As part of the Knowledge Graph as a service discovery work, we need to understand what the component deployments for Knowledge Graph would look like in a real self-managed environment.

We need to build a full, end-to-end, working version of the Knowledge Graph, using the architecture described in draft: gitlab knowledge graph service design doc (gitlab-com/content-sites/handbook!16424) for both Code Indexing and SDLC Indexing.

Important Note: The Knowledge Graph will use the Data Insights Platform.

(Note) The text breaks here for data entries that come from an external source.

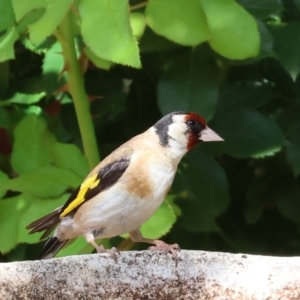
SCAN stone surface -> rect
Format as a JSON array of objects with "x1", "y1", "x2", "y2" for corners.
[{"x1": 0, "y1": 250, "x2": 300, "y2": 300}]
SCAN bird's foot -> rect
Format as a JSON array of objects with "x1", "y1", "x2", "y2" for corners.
[
  {"x1": 96, "y1": 245, "x2": 120, "y2": 262},
  {"x1": 148, "y1": 240, "x2": 180, "y2": 266}
]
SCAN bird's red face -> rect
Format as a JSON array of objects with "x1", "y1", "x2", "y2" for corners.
[
  {"x1": 153, "y1": 111, "x2": 223, "y2": 158},
  {"x1": 185, "y1": 112, "x2": 224, "y2": 150}
]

Experiment High-level Overview

We've created https://gitlab.com/michaelangeloio/gkg-cluster to deploy all the code changes under the following branches:

The full end-to-end working Knowledge Graph is accessible at https://kg-api.gitlab-knowledge-graph.michaelangelo.io/

Watch the full presentation here:

Presentation

Much of this will be replaced by @WarheadsSE, @andrewn, and @fforster's work for OAK and Runway for Self-Managed.

Some of the GKG architecture, like delta lake and Kuzu, is subject to change.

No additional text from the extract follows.